In part two of our feature on mentoring, Nicole Gordon, former Creative Access intern and Sales Administrator at Pan Macmillan, writes about her career journey to date and what she has both given to and taken from the mentoring partnership

As a Creative Access alumni with over two years of publishing experience, I was allocated a mentor via the Creative Access Mentoring Scheme in January. The Development Scheme pairs alumni, which total over 150 BAME individuals in publishing, with senior publishing professionals from across the UK. I was thrilled to benefit from the insight and experience of my mentor, who is a Managing Director at Penguin Random House.

Over six months the guidance, support and advice I received from my mentor propelled me to pursue the next step in my publishing career.

Looking back, as a student at The Royal Docks School and later at the University of Leicester, I tenaciously sought experience in the creative industries, completing internships during my summer breaks at The Guardian, and during term time at the University’s Press Office and the local newspaper The Leicester Mercury. When I returned from a study abroad year at the University of Heidelberg, I attended a Creative Access Showcase and it was inspiring to meet an array of current Creative Access interns thoroughly enjoying their placements at media organisations such as ITV, HarperCollins and the BBC among others.

I was subsequently motivated to apply for a publishing internship in 2015 when I was invited to an event at London Book Fair jointly hosted by Creative Access and the Publishers Association. The focus day, during which I met with publishers and publishing interns, introduced me to the array of careers within publishing.

Ahead of my graduation that summer I was elated to secure a six-month placement at Pan Macmillan in International Sales. A highlight of the internship was being invited to attend Frankfurt Book Fair, the world’s largest trade show for books, where I was able to use my German skills! You can read more about my experience in this blog post. Fortunately, at the end of my internship with Pan Macmillan the position of Sales Administrator arose in UK Sales; a busy, good-natured team that I have enjoyed working with for over two years.

Two years on, having gained fantastic foundational experience in publishing, I felt that a mentor would offer me continued support as I looked toward the next stages of my career.

The variety of career paths I could pursue were not immediately obvious to me, and having a mentor helped me to hone in on the aspects of my transferable skills and experience that I relish, and tailor them to opportunities best suited to my aspirations.

In particular, I debated whether to continue developing my career in Sales, or broaden my experience by entering an entirely new area of publishing. My mentorship was highly effective. I met with my mentor every month, and we communicated via email in between our catch ups too. To maximise our meetings I set an agenda. The topics I selected depended on which areas of my career I felt that I needed more guidance on, for example, ‘Building A Personal Brand’ and ‘Networking’. Deciding on themes ahead of our meetings provided a springboard for further discussion, and sharing notes with my mentor following our meetings was also key as it helped me to set action points to further my development outside of our catch ups. Another brilliant aspect of the mentoring scheme was the sustained support I received.

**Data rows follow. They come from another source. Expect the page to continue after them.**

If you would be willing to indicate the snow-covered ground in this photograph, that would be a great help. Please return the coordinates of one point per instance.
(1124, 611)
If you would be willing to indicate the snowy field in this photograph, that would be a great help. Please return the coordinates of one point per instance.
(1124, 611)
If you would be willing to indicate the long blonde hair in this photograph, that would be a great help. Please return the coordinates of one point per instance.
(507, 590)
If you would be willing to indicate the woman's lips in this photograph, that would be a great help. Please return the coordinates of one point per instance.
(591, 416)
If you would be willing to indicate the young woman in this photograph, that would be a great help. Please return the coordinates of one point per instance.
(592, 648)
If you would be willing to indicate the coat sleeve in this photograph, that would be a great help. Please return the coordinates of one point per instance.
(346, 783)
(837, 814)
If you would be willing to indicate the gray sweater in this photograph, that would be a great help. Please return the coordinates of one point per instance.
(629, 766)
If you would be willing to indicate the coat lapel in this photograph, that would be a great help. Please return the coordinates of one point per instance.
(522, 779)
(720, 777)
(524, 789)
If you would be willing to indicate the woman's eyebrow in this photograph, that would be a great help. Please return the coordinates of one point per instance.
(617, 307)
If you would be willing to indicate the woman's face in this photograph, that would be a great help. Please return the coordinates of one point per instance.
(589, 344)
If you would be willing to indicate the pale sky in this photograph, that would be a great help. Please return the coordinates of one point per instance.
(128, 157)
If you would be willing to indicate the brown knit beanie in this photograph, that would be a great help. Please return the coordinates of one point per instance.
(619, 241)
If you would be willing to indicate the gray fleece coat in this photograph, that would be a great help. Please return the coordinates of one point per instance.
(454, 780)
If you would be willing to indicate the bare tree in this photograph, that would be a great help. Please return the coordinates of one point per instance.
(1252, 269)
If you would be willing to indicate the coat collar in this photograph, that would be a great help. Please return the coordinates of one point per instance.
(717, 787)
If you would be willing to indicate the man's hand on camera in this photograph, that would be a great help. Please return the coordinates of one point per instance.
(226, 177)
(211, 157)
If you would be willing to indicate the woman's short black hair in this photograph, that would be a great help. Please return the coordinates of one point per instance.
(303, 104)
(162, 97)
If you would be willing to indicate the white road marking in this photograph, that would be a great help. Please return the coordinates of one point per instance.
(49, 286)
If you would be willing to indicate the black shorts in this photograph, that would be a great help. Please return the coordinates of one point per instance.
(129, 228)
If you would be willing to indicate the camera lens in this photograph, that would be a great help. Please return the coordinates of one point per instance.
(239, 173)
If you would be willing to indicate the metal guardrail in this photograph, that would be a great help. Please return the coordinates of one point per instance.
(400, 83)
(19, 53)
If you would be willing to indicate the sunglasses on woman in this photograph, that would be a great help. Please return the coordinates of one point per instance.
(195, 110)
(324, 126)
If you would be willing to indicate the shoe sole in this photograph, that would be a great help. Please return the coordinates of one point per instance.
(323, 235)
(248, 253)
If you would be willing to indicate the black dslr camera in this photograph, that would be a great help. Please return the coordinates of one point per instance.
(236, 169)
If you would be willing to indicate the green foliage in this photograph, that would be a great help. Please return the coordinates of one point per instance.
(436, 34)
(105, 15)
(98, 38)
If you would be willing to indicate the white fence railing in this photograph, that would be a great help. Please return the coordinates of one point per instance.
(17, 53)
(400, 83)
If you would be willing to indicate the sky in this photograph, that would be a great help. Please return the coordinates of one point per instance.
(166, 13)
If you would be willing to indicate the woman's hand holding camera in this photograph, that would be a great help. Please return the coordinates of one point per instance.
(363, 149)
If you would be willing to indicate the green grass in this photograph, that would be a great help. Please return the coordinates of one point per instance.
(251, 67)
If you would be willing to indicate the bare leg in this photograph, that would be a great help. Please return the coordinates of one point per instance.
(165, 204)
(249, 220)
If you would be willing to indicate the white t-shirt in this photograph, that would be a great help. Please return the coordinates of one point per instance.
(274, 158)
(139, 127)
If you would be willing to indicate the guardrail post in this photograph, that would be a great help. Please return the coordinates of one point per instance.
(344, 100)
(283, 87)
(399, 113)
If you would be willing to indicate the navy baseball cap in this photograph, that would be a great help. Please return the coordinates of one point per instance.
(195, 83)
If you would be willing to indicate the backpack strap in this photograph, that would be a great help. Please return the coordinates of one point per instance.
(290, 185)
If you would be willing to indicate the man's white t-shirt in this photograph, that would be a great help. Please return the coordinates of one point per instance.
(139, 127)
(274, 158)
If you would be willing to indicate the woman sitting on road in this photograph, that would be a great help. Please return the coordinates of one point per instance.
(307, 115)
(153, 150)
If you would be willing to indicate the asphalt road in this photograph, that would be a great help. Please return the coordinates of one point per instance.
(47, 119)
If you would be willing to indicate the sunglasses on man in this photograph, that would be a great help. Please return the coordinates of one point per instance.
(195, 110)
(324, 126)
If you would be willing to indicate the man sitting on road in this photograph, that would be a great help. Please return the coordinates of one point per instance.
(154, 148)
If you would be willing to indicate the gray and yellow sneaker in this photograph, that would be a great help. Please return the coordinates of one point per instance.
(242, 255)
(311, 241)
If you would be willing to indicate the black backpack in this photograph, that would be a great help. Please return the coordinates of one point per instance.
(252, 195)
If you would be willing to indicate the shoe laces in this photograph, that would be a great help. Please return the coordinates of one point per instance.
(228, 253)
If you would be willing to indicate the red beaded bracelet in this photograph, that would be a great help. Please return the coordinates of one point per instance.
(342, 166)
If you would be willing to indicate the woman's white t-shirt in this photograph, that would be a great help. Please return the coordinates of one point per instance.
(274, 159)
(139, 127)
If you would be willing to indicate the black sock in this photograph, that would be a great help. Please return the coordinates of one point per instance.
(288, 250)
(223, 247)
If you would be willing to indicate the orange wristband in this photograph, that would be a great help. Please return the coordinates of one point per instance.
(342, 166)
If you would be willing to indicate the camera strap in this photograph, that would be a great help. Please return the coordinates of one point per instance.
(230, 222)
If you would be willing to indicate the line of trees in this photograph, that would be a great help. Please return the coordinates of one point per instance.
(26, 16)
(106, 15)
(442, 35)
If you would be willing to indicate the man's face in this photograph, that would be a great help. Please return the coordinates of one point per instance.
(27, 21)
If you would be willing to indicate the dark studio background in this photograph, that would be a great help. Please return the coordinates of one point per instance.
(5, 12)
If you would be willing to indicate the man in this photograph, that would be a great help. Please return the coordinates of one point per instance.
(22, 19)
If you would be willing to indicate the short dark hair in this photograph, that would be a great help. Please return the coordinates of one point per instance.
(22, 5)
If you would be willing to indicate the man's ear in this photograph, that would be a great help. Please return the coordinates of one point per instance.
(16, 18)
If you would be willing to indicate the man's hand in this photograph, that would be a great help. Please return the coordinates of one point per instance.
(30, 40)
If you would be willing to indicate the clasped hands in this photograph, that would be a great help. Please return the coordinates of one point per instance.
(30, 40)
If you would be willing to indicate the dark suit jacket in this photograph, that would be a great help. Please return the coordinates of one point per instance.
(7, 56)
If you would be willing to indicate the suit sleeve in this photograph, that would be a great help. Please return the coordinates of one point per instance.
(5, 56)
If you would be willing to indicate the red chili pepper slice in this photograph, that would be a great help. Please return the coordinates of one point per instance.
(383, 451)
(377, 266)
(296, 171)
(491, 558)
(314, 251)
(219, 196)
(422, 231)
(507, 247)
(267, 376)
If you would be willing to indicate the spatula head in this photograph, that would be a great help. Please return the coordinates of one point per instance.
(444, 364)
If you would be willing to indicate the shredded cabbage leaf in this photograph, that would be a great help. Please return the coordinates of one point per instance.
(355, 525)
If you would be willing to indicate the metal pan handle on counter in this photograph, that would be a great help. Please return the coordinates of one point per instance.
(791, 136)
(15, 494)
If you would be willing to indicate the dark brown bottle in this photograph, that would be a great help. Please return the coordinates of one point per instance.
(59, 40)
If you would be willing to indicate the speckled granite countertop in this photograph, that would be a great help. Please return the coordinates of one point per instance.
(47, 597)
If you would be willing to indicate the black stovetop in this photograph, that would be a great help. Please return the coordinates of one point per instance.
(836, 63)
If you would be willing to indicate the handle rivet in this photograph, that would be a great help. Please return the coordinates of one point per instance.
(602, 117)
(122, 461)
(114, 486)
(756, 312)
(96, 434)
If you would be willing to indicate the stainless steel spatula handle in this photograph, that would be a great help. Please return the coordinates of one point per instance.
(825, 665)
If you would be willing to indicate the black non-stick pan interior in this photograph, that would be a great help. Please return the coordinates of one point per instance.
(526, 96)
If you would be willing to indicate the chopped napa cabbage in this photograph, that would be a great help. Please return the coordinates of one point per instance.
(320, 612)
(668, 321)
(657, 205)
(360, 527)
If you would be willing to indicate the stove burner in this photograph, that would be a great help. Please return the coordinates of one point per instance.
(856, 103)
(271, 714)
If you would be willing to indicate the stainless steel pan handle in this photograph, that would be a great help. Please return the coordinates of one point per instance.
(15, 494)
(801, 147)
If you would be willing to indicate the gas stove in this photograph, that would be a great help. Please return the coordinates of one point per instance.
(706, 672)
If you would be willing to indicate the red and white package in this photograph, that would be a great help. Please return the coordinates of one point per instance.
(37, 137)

Having a senior perspective helped me highlight the most relevant aspects of my skills when applying for opportunities, and sharing feedback with my mentor following interviews improved my development.

When I decided to pursue a career in Rights, the added reassurance and insight provided by mentor strengthened my resolve to pursue an alternative pathway in publishing. Ultimately, having a mentor gave me a dedicated space in which to develop and share ideas and it further motivated me to pursue my career aspirations. Since beginning my mentorship I have secured a new role as a Rights and Media Assistant at The Madeleine Milburn Literary, TV and Film Agency. The insights provided by my mentor encouraged me to articulate what I desired in my next role. Specifically, working more closely with authors and their literature, employing my love of negotiating and rapport building – combined with an international outlook! I am fortunate that I was able to benefit from the guidance of a mentor which has helped me to advance in my career.

A mentoring partnership works both ways and there are a few things you can do to make it a really fruitful relationship. Here are my top tips:

  • Set an achievable goal of what you would like to achieve during your mentorship.
  • Set out the topics of discussions ahead of your meetings. It will be a good launch pad for discussion and shows you are actively taking responsibility for your development.
  • Take notes during or soon after your meetings and share them with your mentor to help track your progress.
  • Set action points to work on ahead of your next meeting.
  • Communicate with your mentor in between meetings if you would like career advice. Your mentor is most likely best placed to offer advice!
  • The above also includes sharing good news, for instance, if your application for a fantastic role has been shortlisted. Sharing feedback throughout your journey will bolster your confidence and can lead to invaluable guidance.
  • Enjoy the experience of building a rapport with your mentor. Knowing their career journey may help you reflect on your own pathway.
  • Be open minded about your career progression. If your career goals shift during your mentorship it is a good sign as it indicates that you are honing in on your skills, experience and aspirations.